Entertainment
What Star Trek And Star Wars Must Learn From Netflix’s Most Popular Show
By Chris Snellgrove
| Published

One of the more underrated parts of marriage is that you’re involved in a kind of ongoing cultural exchange. Over the course of a lifetime, both of you will introduce each other to various things you love. This includes favorite songs, foods, and books. Of course, if both of you are pop culture junkies, it also means favorite TV shows. Once you binge enough series with your partner, you’ll know plenty about what makes them tick, all while watching shows you might not otherwise check out.
That’s how I ended up watching Bridgerton, the breakout Netflix hit that all the ladies love. I was surprised by how much I liked this show that drives all the girls crazy, and equally surprised by how much I enjoyed its sprawling cast of quirky characters (#TeamBenedict over here). But as a lifelong sci-fi nerd, I was also struck by how much Star Trek and Star Wars could stand to learn from this Netflix show. You see, Bridgerton specializes in doing something that these legendary sci-fi franchises have forgotten how to do: simply giving fans more of what they love, year after year.
The Ultimate Ladies’ Show
Bridgerton is a show that takes place in an alternate universe 19th century and focuses on the titular Bridgerton family. Each season focuses on marrying off one of the Bridgerton brood, and there is plenty of drama about who they will end up with, along with plenty of scheming from the wealthy families of Regency-era London. Hovering over all of these proceedings are two powerful women: Queen Elizabeth, a monarch who loves nothing more than romantic drama, and Lady Whistledown, the anonymous author of a self-published tabloid who entertains everyone with gossip about the local residents.
What does a romantic drama aimed squarely at women have to do with Star Trek and Star Wars, two franchises that have often (though not exclusively) been aimed at men? The short answer is that, unlike these iconic sci-fi brands, Bridgerton never changes its essential formula. Sure, each season focuses on a different primary character and different stories among supporting characters. However, you can bet your latest copy of Lady Whistledown that each season will feature the following: a Bridgerton falling in love with an unlikely partner, drama about how they come from two different worlds, a handful of steamy sex scenes, and a big wedding.
The Farce Awakens
Mind you, this isn’t a criticism: the people making this show know exactly what their audience wants, and they deliver it each season, like clockwork. The first season of the show had over 82 million viewers, instantly becoming Netflix’s most-watched series of all time. Now, Netflix is on track to adapt all eight of Julia Quinn’s best-selling Bridgerton books into their own season.
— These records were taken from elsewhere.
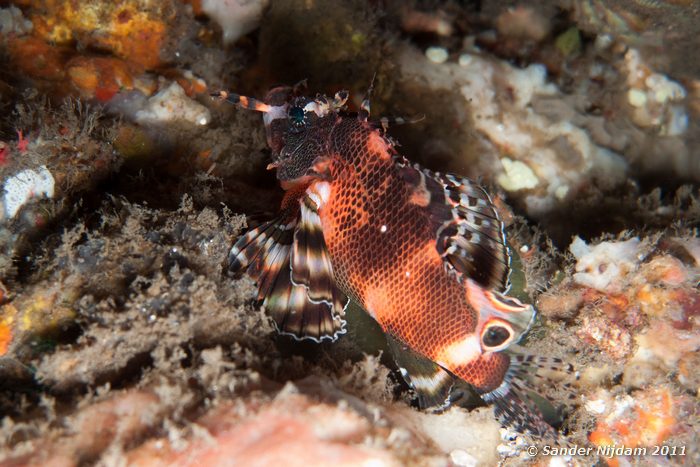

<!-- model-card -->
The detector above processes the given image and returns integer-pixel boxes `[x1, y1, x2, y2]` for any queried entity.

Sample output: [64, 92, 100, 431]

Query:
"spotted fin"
[291, 196, 348, 316]
[228, 210, 297, 300]
[386, 333, 455, 412]
[481, 353, 576, 440]
[229, 203, 347, 342]
[399, 162, 510, 292]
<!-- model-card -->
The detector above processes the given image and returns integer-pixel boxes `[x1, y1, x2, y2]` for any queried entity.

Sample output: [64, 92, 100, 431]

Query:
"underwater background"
[0, 0, 700, 466]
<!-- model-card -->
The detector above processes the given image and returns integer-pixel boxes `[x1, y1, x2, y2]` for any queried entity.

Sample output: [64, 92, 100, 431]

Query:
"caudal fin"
[481, 352, 577, 441]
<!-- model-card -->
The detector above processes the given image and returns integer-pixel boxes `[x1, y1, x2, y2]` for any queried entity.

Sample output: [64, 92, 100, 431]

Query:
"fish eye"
[481, 324, 511, 349]
[287, 106, 306, 127]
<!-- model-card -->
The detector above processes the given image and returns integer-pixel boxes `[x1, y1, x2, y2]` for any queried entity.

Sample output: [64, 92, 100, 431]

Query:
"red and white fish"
[216, 83, 564, 435]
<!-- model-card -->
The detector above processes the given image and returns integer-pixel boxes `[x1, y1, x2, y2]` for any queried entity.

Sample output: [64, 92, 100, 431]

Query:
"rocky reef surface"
[0, 0, 700, 466]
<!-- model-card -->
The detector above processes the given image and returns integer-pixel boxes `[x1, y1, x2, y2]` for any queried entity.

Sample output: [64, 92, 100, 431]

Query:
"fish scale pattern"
[321, 119, 508, 390]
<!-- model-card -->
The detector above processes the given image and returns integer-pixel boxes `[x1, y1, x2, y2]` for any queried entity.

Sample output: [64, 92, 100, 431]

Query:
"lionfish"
[212, 81, 567, 436]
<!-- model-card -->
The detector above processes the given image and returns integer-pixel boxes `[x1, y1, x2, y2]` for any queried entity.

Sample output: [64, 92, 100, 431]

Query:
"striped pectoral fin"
[387, 333, 455, 412]
[399, 162, 510, 291]
[274, 184, 348, 340]
[264, 261, 346, 342]
[481, 352, 577, 442]
[229, 196, 348, 342]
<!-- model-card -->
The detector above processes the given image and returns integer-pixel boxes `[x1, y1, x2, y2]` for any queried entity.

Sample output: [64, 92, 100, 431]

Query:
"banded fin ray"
[229, 205, 347, 342]
[397, 161, 511, 292]
[386, 333, 455, 412]
[481, 352, 577, 441]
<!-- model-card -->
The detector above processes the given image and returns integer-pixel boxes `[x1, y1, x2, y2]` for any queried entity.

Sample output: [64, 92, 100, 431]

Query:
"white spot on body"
[437, 334, 482, 368]
[134, 82, 211, 125]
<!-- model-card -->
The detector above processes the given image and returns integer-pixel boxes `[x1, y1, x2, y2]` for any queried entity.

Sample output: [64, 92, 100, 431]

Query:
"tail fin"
[481, 352, 578, 441]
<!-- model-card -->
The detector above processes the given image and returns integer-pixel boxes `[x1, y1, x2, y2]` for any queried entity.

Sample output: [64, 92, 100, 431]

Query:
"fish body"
[224, 87, 568, 434]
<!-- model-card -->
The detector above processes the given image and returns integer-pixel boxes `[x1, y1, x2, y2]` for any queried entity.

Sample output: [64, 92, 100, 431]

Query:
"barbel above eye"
[287, 106, 306, 128]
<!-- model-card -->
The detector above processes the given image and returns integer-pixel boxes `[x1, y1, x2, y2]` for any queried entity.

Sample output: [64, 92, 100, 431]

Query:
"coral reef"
[0, 0, 700, 466]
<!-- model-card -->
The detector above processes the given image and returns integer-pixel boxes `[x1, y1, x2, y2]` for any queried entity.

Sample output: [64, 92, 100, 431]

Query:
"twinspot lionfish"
[214, 81, 566, 436]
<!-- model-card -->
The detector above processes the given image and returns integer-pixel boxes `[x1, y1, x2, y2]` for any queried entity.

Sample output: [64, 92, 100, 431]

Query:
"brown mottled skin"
[298, 119, 509, 391]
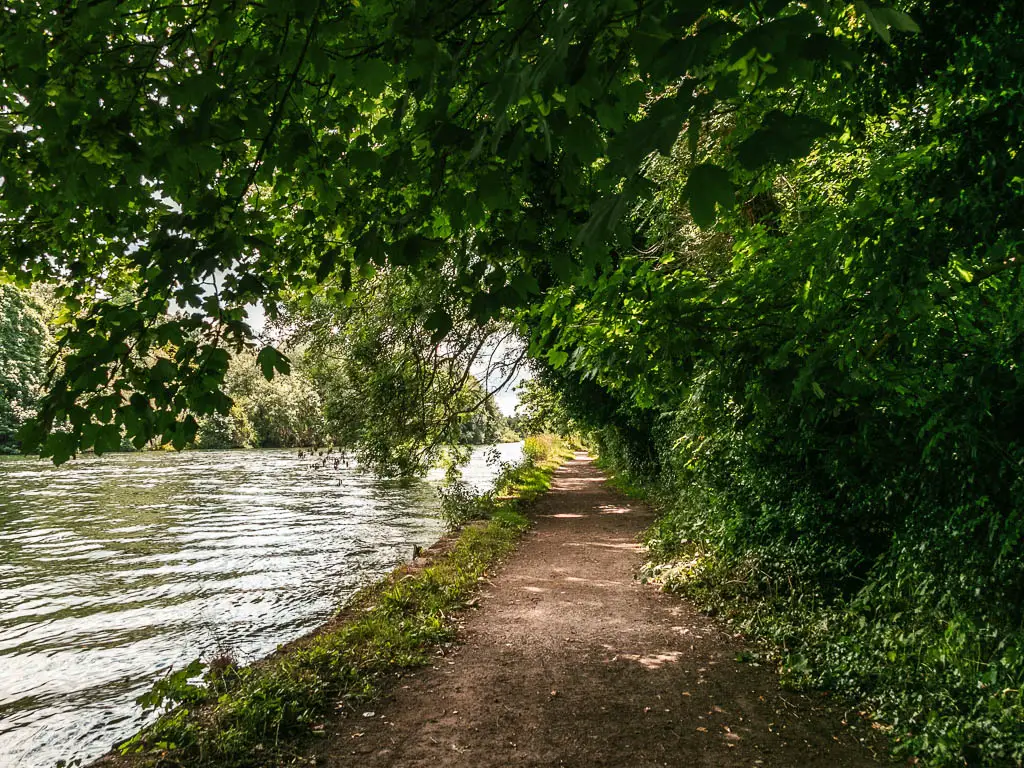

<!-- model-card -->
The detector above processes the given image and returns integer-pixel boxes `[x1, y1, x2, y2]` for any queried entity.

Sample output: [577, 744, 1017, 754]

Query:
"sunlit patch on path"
[314, 457, 874, 768]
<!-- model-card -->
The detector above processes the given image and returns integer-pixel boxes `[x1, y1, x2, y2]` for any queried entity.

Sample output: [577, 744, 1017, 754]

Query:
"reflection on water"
[0, 443, 520, 768]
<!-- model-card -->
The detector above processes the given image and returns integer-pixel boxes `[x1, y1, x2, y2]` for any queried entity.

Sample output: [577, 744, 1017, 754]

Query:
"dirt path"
[316, 458, 876, 768]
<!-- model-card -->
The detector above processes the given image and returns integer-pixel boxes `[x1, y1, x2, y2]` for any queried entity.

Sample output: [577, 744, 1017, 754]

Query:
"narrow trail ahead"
[316, 458, 877, 768]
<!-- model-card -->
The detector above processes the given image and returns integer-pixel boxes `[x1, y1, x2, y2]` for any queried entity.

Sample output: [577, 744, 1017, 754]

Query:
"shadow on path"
[316, 457, 877, 768]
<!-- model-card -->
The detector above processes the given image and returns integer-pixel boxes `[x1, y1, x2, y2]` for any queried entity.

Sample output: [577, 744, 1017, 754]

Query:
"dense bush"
[530, 2, 1024, 765]
[0, 283, 52, 454]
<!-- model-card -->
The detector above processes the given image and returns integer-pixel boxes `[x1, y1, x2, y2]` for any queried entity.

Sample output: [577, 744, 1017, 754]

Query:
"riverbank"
[292, 459, 885, 768]
[96, 440, 564, 766]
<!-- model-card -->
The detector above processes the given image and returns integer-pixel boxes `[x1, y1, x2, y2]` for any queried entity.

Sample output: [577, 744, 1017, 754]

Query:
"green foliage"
[0, 283, 52, 454]
[438, 434, 572, 530]
[282, 269, 521, 475]
[0, 0, 912, 461]
[516, 3, 1024, 765]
While the streamer has tweaked certain storylines, they generally hew close to the vibe of Season 1 because of a fairly simple philosophy: if it ain’t broke, don’t fix it.
The two biggest sci-fi franchises in the world didn’t get that memo. While The Force Awakens was a soft reboot of A New Hope, Disney spent the rest of the Sequel Trilogy trying to do something completely different than the original Star Wars trilogy. The failure of these movies was so complete that the House of Mouse pivoted to the small screen, where the biggest failures (like The Acolyte and The Book of Boba Fett) were the ones that deviated the most from the original formula. Successful shows, meanwhile, built off existing mythology (like Ahsoka and Obi-Wan Kenobi) or at least leaned into the spirit of the OT (The Mandalorian and Andor).
To Coldly Go
The same thing happened once Star Trek returned to the small screen. The most beloved shows have been the ones recreating the formula of The Original Series (like Strange New Worlds) or serving as a love letter to the Golden Age of ‘80s and ‘90s Trek (like Lower Decks). Some shows half-assed it: Picard only got good in the final season, when Paramount finally gave us the TNG reunion we wanted from the beginning. Discovery, however, only got canceled when it stopped trying to update TOS and tried doing something new. Disco spinoff Starfleet Academy was the most unconventional Trek ever made, and it was canceled immediately after its first season.
The lesson is so simple a blind man could see it (sorry, Geordi): the producers of these blockbuster sci-fi franchises need to stick with what works. Star Trek and Star Wars fans aren’t going to suddenly wake up one day and want something completely different than what they fell in love with in the first place. Like Luke Skywalker and his obsession with colorful milk, these fans know what they want. Simply put, they want the same formula with just a few minor tweaks and surprises. In other words, they want what Bridgerton fans are getting each season!
I’m no Lady Whistledown, but this is what I hope Disney and Paramount will learn from the success of Bridgerton: nobody wants you to change the formula and create, say, the “New Coke” of Star Wars. They want the stories of tomorrow grounded very firmly in the successful stories of yesteryear.
The more producers try to subvert our expectations and completely change what has worked before, the more they ruin what made these franchises successful in the first place. Netflix figured it out, and it’s time for other streamers to internalize the simplest message in the galaxy: if you keep giving the people what they want, they’ll keep wanting what you have to give!